By the way, wealth isn’t obscene, but flashing it and holding it up as THE standard to which we all should aspire is.
Keep on rockin in the (somewhat temporarily) free world Tia! Salute!
on 18 Sep 2007 at 7:59 am 15.Tia said …
Wow! Well I love you all…thanks for the voices of support! And Smallworld…you cracked me up. True, true my “once a year hair cut”, is proof enough that I haven’t changed *yet* LOL. Here I was looking for much more profound evidence when the REAL proof is upon my head!
Sigh…oh it’s so funny. If only my friend C knew the angst I have over a 4 inch hair cut or needing to keep my nails pretty or overgrown eyebrows or not knowing how to put together a “business lunch” outfit..I think she’d consider me quite safe from becoming anything like…well… you know.
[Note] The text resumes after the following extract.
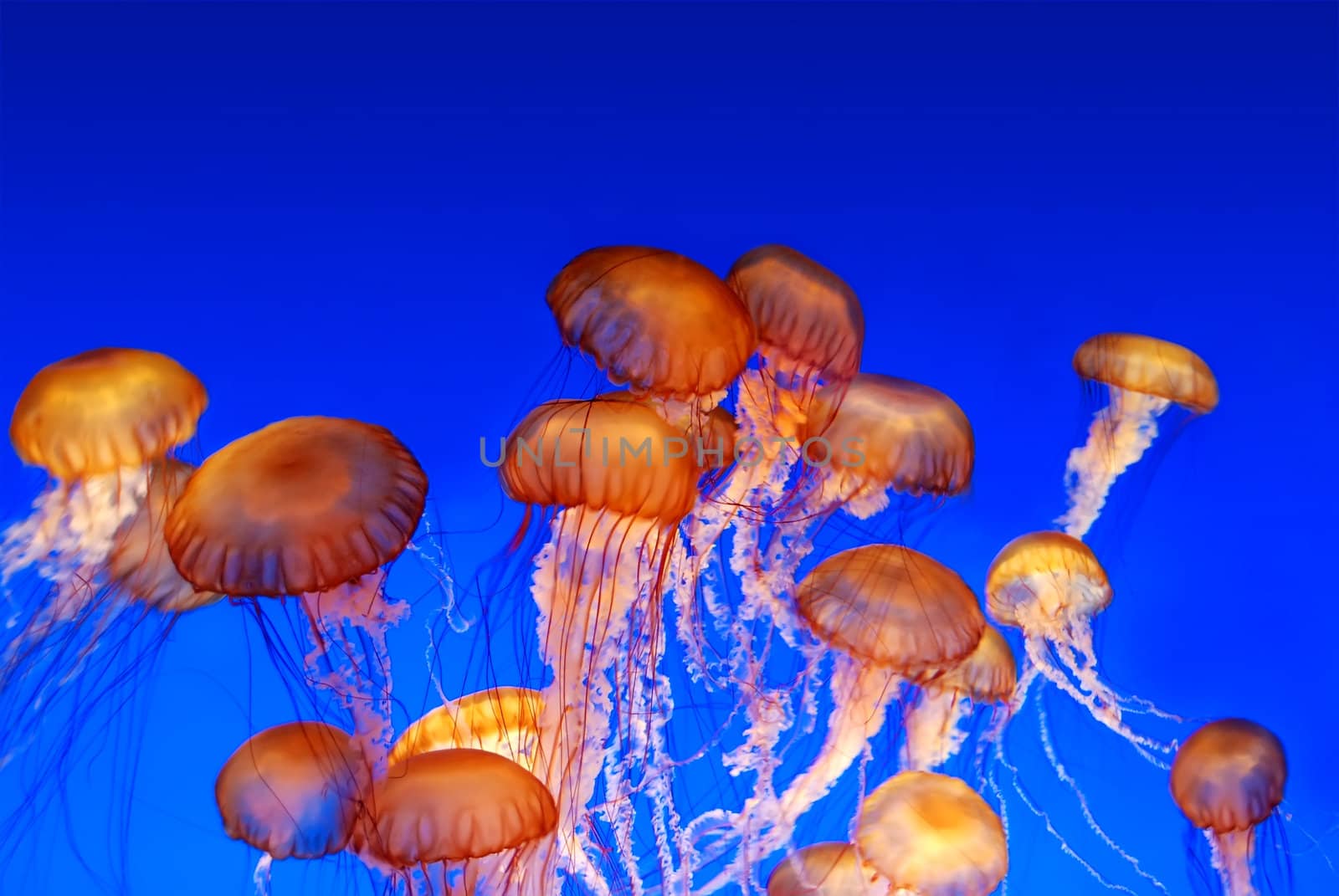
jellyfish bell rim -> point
(1187, 381)
(40, 433)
There is, after all, a world of difference between working your behind off for the benefit of your family and being absent from them from a long day of grooming, playing, and socializing.
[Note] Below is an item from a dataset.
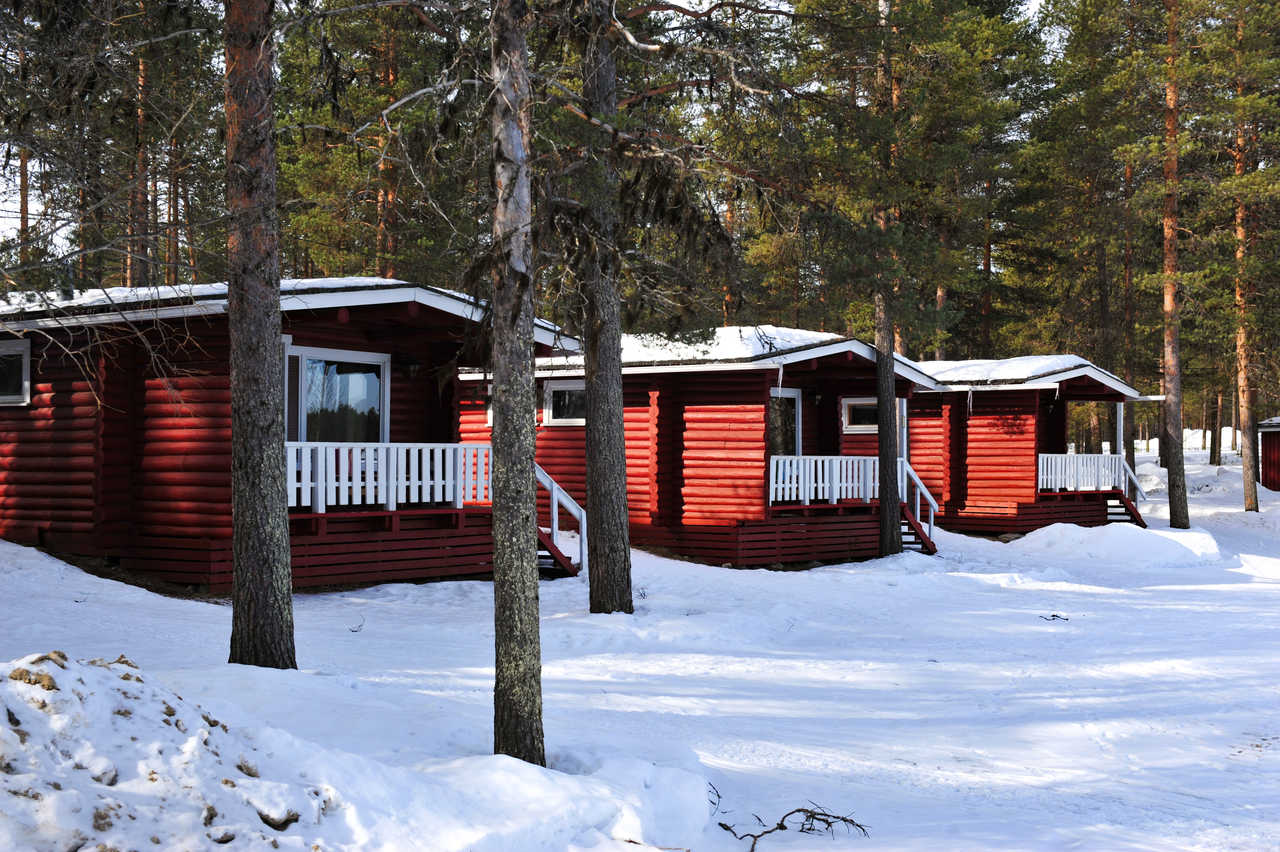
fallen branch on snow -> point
(814, 820)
on 18 Sep 2007 at 8:35 am 16.gina said …
I have to admit, when I first read this post yesterday, I felt bummed. Here is the girl that has been so strong and vocal in her belief of raising children- even going the distance in homeschooling and posting her opinions and tips for all to attack. I at first thought, this is a bit of hipocrisy, she’s changing what she stands for, but she’s not. It’s a different phase that she’s entering. If we all stay stagnant, boy that’s a great life isn’t it?! It’s so ironic that just this Sunday I started an Excellent Wife SS. Of course Proverbs 31 is the first section. I applied it dutifully Sunday- doing all the right things- and by night’s end- blew the pressure cooker top. I suppose it’s the redhead temper, but He didn’t notice a darn thing- not that that’s the point afterall.But it is a hard thing to achieve being the most excellent wife in this day and age. We can only be spread so thin- so my only hope for you Tia is that this job doesn’t rob you of any extra time cause we are already short on that, aren’t we? I think the fact that you started knowing not so much about computers to being more computer literate than most and are able to do that at home is great! I consulted for a while myself for the City doing laboratory database work. I know that you will definately be the one to make sure that your children don’t suffer- that we know for sure and so blessings to you as you enter this new phase! And cudos for taking the step forward to post it here. Very Deliberate:-)
on 18 Sep 2007 at 2:04 pm 17.Mary in Tennessee said …
Tia,
I have been reading your blog for several months now. I have never doubted for a moment: You do live Proverbs 31. Every day.
on 19 Sep 2007 at 9:53 pm 18.Queenofthehill said …
Wow! I’m just seeing all this controversy for the first time, and I have to say: YOUR MOM ROCKS!!!
You go, Bannergranny!
Tia, I’m so happy you found something that you both enjoyed doing and could use to help meet your financial goals.